Infection with hepatitis B virus or hepatitis C virus
Of childbearing potential with a positive serum pregnancy test
Unwilling to agree to use a reliable and acceptable contraceptive method throughout the study period
Major psychiatric disorder that is not adequately controlled by treatment
Epileptic seizures that are not adequately controlled by treatment
Major systemic disease or other illness that would, in the opinion of the Investigator, compromise patient safety or interfere with the interpretation of study results
Medical, psychiatric, cognitive, or other conditions
Confirmed platelet count the lower limit of normal (LLN) of the evaluating laboratory at Screening or documented at 100,000/L within the past year on a sample without clumping
Prior history of invasive fungal infections
Cervical high risk human papilloma virus (HPV) positivity or abnormal cervical cytology other than abnormal squamous cells of undetermined significance (ASCUS).

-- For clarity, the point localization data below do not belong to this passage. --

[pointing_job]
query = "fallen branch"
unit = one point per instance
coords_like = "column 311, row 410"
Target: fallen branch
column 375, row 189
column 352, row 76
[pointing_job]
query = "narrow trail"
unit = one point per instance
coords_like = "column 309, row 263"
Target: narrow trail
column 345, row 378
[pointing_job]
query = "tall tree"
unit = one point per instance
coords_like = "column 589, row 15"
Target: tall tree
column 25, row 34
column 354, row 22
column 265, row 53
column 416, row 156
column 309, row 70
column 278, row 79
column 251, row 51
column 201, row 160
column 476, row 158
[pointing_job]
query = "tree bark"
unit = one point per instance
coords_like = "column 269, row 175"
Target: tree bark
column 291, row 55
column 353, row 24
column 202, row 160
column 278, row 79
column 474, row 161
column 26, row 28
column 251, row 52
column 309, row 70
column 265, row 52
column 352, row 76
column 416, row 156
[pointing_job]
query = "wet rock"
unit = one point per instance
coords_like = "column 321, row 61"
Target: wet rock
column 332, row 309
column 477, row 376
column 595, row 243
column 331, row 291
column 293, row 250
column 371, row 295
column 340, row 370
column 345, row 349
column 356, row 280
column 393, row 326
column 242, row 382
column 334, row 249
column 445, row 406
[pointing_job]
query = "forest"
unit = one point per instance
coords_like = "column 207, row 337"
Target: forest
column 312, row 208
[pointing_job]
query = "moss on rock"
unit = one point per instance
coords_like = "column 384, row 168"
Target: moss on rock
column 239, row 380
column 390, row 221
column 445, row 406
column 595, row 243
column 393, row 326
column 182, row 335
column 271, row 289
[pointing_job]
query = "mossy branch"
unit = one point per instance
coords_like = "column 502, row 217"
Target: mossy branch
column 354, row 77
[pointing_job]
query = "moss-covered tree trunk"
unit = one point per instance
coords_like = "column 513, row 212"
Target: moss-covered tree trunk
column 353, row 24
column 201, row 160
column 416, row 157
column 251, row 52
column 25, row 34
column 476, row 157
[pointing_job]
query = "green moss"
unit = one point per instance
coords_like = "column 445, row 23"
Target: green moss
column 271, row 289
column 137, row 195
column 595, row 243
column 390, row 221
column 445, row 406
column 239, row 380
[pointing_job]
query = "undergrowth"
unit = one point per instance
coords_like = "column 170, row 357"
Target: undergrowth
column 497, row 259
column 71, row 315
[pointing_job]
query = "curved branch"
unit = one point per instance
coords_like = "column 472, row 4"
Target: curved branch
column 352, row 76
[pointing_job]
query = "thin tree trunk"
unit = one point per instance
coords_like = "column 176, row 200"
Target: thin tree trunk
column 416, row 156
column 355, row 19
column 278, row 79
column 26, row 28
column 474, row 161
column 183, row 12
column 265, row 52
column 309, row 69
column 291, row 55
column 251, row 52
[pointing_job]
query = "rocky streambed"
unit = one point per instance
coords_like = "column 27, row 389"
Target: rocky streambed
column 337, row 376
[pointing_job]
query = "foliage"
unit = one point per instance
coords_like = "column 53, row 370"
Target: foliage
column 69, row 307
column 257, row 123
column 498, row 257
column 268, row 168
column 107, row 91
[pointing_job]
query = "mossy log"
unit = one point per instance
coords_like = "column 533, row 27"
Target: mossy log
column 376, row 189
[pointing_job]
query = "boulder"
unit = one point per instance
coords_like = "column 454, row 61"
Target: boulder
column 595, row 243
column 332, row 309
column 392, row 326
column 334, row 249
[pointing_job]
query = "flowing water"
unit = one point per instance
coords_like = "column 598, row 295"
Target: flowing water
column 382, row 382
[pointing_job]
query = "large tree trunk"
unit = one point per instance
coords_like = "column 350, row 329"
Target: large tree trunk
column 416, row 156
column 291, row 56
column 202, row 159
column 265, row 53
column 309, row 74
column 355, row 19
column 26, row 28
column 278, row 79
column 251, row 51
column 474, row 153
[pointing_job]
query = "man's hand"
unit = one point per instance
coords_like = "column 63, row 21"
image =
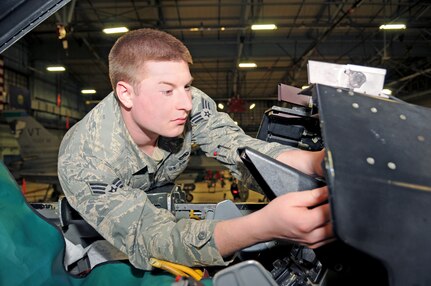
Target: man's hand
column 301, row 217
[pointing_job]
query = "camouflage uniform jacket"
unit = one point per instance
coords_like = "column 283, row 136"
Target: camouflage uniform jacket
column 105, row 177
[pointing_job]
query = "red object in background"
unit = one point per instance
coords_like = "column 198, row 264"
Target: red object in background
column 58, row 99
column 236, row 105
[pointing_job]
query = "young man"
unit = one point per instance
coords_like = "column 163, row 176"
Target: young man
column 139, row 137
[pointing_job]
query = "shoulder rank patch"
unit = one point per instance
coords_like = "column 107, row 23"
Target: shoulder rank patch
column 204, row 114
column 100, row 188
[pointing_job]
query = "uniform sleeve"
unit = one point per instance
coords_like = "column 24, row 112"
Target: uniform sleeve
column 220, row 137
column 128, row 220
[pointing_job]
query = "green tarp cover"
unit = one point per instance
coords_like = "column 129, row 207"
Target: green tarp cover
column 32, row 249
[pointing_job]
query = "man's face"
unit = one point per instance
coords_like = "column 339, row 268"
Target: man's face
column 162, row 101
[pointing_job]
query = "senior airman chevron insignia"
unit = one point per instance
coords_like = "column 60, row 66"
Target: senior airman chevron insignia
column 99, row 188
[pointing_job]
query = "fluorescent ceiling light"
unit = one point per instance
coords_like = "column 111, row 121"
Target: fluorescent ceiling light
column 392, row 27
column 247, row 65
column 88, row 91
column 55, row 68
column 263, row 27
column 115, row 30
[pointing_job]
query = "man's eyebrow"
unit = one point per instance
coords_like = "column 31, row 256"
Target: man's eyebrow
column 173, row 85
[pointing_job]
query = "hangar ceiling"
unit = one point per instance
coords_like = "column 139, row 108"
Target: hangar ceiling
column 219, row 36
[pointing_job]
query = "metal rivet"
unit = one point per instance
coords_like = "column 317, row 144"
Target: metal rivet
column 392, row 166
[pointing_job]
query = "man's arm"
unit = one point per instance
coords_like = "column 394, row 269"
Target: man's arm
column 287, row 217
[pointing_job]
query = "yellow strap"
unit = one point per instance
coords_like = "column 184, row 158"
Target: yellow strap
column 176, row 269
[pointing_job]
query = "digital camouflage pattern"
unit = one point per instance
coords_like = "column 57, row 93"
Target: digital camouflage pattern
column 105, row 177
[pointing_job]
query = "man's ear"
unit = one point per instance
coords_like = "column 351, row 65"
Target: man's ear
column 124, row 93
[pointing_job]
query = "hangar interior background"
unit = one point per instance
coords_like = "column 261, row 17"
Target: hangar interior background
column 219, row 36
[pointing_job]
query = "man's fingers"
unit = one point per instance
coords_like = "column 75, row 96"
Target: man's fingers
column 309, row 198
column 321, row 215
column 319, row 236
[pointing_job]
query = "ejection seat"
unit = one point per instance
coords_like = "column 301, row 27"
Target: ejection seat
column 32, row 249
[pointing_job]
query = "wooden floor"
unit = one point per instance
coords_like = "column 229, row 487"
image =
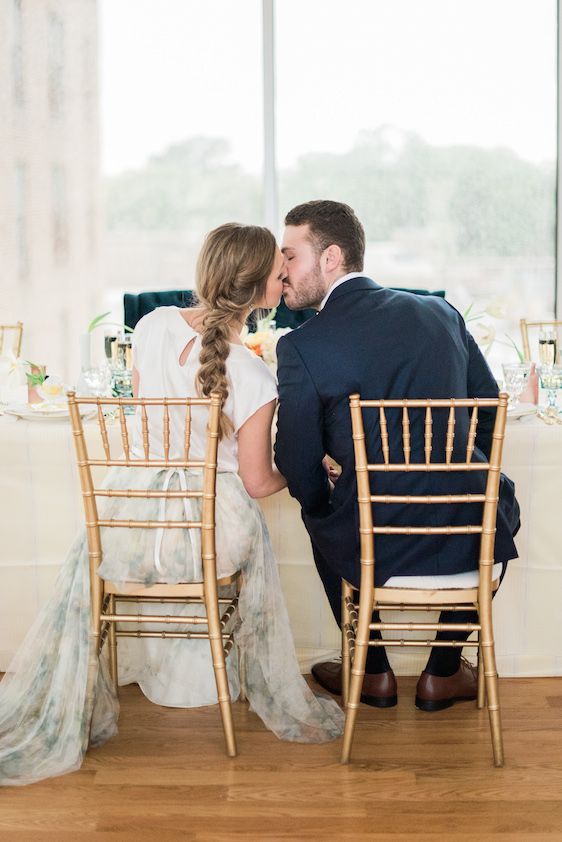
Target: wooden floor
column 415, row 776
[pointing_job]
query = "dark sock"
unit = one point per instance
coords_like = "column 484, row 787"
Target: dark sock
column 445, row 660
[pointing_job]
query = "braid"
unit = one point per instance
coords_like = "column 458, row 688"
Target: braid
column 232, row 272
column 215, row 349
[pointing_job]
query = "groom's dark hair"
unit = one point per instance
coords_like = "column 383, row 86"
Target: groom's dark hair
column 332, row 223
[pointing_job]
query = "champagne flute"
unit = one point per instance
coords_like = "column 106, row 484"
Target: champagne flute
column 547, row 347
column 551, row 380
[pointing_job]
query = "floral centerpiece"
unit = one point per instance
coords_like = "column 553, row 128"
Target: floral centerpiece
column 264, row 341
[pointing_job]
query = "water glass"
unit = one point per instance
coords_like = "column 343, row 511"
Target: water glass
column 97, row 381
column 515, row 378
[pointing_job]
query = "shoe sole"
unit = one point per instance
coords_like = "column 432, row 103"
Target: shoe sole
column 431, row 705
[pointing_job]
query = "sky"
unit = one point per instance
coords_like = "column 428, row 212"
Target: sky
column 455, row 71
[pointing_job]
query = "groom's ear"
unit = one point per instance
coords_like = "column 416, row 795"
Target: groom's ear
column 333, row 258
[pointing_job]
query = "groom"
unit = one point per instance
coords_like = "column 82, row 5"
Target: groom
column 382, row 344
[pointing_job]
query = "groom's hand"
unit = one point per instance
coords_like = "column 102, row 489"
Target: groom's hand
column 332, row 469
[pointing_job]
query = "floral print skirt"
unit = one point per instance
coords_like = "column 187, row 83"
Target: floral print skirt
column 56, row 697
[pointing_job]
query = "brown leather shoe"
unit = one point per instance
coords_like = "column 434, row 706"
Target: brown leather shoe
column 435, row 692
column 379, row 689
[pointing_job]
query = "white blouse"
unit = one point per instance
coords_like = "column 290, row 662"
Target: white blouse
column 158, row 341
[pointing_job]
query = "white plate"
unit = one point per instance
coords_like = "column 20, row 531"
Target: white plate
column 521, row 409
column 42, row 413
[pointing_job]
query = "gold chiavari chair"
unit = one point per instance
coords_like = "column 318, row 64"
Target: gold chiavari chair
column 525, row 324
column 356, row 618
column 221, row 612
column 16, row 333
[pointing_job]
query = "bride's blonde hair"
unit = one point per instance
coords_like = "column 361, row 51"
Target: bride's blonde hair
column 232, row 271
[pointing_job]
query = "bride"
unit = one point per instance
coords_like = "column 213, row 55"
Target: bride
column 56, row 697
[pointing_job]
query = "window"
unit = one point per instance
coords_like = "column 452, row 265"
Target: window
column 59, row 213
column 20, row 205
column 424, row 118
column 55, row 69
column 185, row 154
column 17, row 53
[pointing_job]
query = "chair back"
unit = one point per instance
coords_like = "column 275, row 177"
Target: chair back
column 11, row 335
column 446, row 456
column 90, row 491
column 137, row 305
column 554, row 325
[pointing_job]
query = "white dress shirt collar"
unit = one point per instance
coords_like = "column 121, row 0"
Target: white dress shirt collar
column 337, row 284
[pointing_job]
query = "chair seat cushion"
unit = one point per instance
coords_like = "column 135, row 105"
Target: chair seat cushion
column 469, row 579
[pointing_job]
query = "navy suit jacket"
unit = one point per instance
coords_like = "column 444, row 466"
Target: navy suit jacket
column 384, row 344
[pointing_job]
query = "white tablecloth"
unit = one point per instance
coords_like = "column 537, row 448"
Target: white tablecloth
column 41, row 510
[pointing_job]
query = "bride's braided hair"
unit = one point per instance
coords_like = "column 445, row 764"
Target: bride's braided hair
column 232, row 271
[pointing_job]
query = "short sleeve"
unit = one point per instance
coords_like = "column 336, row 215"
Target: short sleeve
column 253, row 386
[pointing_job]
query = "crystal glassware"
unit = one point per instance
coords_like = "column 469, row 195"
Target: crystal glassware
column 97, row 381
column 548, row 353
column 515, row 378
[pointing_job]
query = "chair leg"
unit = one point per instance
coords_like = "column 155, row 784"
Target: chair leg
column 219, row 667
column 242, row 676
column 357, row 675
column 347, row 592
column 491, row 681
column 113, row 647
column 481, row 699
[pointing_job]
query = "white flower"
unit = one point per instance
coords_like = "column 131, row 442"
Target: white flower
column 483, row 334
column 264, row 342
column 496, row 308
column 13, row 369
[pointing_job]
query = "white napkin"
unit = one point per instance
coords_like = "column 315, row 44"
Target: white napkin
column 13, row 382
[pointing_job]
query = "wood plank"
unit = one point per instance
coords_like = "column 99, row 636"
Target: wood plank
column 414, row 776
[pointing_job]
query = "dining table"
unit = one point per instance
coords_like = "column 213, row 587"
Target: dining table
column 41, row 512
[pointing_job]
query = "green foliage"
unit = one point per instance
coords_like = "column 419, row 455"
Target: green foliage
column 190, row 187
column 457, row 200
column 37, row 374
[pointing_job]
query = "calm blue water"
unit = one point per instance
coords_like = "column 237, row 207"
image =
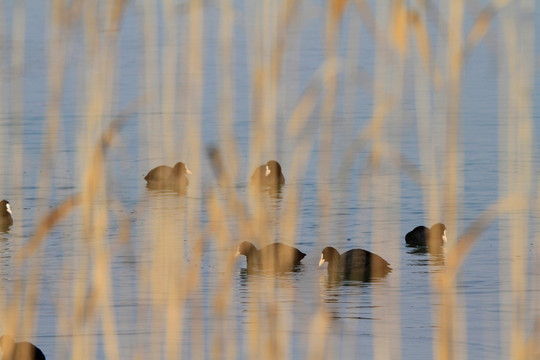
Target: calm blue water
column 401, row 309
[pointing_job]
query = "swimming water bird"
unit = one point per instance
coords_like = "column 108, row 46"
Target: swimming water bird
column 422, row 236
column 5, row 215
column 277, row 256
column 20, row 350
column 355, row 264
column 166, row 177
column 268, row 175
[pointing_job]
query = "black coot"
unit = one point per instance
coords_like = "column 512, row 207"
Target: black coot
column 5, row 215
column 268, row 175
column 166, row 177
column 20, row 350
column 277, row 256
column 422, row 236
column 355, row 264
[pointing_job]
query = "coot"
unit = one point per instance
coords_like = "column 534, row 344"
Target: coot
column 277, row 256
column 166, row 177
column 20, row 350
column 355, row 264
column 421, row 235
column 268, row 175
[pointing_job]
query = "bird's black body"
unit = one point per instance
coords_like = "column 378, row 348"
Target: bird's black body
column 166, row 177
column 268, row 175
column 355, row 264
column 422, row 236
column 277, row 256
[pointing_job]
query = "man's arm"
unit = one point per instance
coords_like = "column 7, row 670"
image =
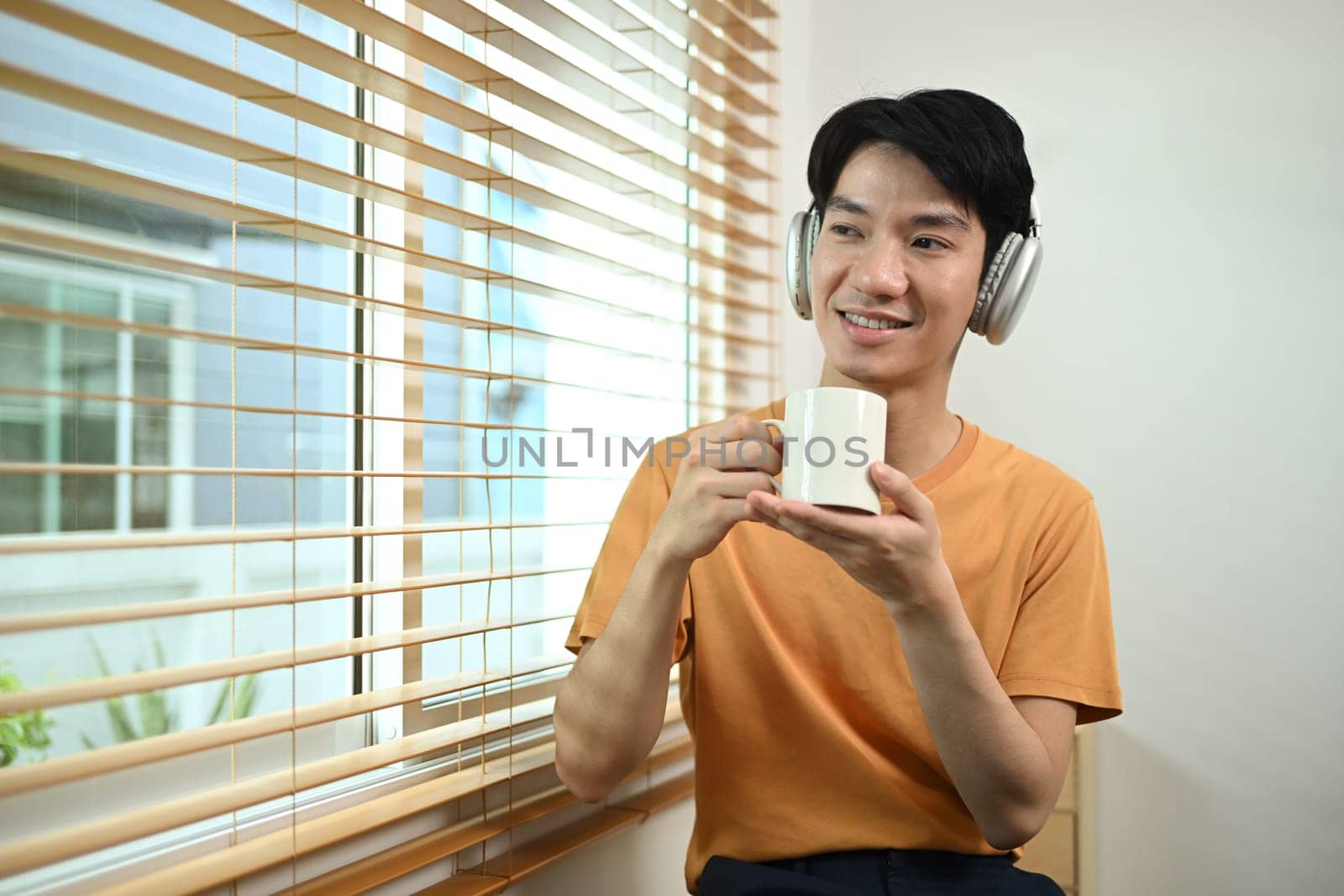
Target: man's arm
column 1005, row 755
column 609, row 710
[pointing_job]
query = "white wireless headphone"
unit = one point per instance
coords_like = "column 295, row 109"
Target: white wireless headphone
column 1003, row 291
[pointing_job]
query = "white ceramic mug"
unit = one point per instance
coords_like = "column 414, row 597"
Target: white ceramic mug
column 831, row 436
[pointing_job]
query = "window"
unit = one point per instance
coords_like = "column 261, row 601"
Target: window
column 300, row 305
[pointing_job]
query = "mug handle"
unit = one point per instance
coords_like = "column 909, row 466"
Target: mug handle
column 774, row 479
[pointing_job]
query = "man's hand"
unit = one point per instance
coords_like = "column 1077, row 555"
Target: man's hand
column 897, row 555
column 709, row 496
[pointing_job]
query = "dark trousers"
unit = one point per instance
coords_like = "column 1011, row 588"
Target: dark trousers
column 874, row 872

Seropositive for Trypanosoma cruzi or the Human T-lymphotropic virus type I or type II (HTLV-I/II) (testing required in endemic regions only)
Any other illness or infection (latent or active) that, in the Investigator's opinion, could be exacerbated by alemtuzumab treatment
Any hepatic or renal function value grade 2 or higher at Screening, with the exception of hyperbilirubinemia due to Gilbert's syndrome.